Der nächste Tag, der alle mit einer wunderschönen, weißen Winterlandschaft aus frischem Schnee begrüßte, war von vielen Schülerinnen und Schülern der Schule sehnsüchtig erwartet worden.
Nur von einem wurde er gefürchtet.
Es war ein Hogsmeade-Samstag und zugleich Vollmond.
Während nahezu alle Jugendlichen ab der dritten Klasse sich schon früh in der Eingangshalle des Schlosses tummelten, um mit ihren Freunden oder Verabredungen in das Dorf zu spazieren, lag Remus müde und geschwächt in seinem Bett. Die restlichen Rumtreiber hatten bei ihm bleiben wollen, doch er hatte sie abgewiesen. Ihre Anwesenheit hatte ihn zwar nicht gestört, doch er wollte ihnen nicht den Spaß an einem so schönen Wintertag nehmen.
Und er freute sich, dass James sich dadurch doch noch mit seiner Lily treffen konnte und Peter spontan Hestia Jones, eine Hufflepuff aus der sechsten Klasse, auf ein Butterbier eingeladen hatte. Nur Sirius war, zur Überraschung aller, nicht verabredet und würde nach einem ausgiebigen Frühstück wieder in den Schlafsaal zurückkehren.Doch auch Harry und Hermine verbrachten diesen Morgen bei heißer Schokolade in ihrem warmen Wohnzimmer.
Das hatte auch einen Grund: dies war der große Tag, an dem sie mit dem Animagus-Ritual beginnen wollten.
So hatte Sirius ihnen schon direkt nach dem Aufstehen je ein Alraunenblatt in die Hände gedrückt und sie hatten es, nach einiger Überredungskunst seitens des Erwachsenen, dass ja alles nur halb so schlimm sei, schließlich unter ihrer Zunge platziert. Nun fiel ihnen beiden das Reden etwas schwerer und sie mussten sich erst einmal an dieses neue Gefühl gewöhnen.
"Ich schätze, so ähnlich fühlt sich eine Zahnspange an, oder?", fragte Harry seine beste Freundin.

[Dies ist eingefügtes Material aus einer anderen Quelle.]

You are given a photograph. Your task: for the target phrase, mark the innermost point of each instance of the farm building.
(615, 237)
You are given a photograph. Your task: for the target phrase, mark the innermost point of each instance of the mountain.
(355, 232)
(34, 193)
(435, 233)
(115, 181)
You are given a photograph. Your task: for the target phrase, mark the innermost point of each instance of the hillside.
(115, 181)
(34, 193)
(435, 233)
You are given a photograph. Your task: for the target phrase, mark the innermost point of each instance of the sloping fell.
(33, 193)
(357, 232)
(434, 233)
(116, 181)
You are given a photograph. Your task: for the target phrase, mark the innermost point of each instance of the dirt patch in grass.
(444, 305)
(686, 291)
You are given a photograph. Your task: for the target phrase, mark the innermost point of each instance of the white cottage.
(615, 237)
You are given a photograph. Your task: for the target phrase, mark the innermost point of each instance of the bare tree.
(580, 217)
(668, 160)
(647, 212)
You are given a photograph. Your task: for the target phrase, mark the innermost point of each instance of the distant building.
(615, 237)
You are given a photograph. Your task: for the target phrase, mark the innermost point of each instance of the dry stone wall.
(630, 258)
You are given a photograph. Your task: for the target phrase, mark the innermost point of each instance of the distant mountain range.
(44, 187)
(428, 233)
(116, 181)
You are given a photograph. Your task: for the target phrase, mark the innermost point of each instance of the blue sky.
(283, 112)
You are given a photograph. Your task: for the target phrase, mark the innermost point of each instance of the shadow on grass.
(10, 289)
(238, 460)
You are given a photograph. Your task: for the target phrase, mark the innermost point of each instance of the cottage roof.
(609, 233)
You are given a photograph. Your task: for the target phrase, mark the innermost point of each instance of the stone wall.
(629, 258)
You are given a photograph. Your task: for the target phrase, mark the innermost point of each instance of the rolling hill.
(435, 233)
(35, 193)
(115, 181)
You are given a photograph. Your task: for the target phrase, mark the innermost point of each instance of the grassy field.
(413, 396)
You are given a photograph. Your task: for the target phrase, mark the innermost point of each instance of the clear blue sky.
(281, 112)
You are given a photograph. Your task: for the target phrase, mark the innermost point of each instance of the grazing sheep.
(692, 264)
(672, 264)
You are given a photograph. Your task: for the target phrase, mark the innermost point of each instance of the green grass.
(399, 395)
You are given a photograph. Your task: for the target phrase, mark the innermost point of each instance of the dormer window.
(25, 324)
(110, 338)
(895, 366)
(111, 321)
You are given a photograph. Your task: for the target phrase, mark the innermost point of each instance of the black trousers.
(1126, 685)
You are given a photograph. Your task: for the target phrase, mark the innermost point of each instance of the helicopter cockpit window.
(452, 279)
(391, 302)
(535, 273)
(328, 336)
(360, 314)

Hermine zuckte mit den Schultern.
"Keine Ahnung. Meine Eltern sind zwar Zahnärzte, aber ich musste noch nie eine Zahnspange tragen. Und selbst wenn, wäre dafür ja eher der Kieferorthopäde zuständig", nuschelte sie als Antwort, als Sirius den Raum gerade wieder betrat.
"Was ist denn eine Zahnspange?", fragte er stirnrunzelnd, während er sich die dicken Winterstiefel auszog.
Grinsend tauschten die Schüler einen Blick, ehe Harry versuchte, möglichst deutlich zu erklären: "Zahnspangen sind Geräte, die den Kindern zwischen die Zähne geklemmt werden und den Mund somit geschlossen halten. Das ist eine bewährte Erziehungsmethode bei Muggeln, wenn die Kinder zu viel reden."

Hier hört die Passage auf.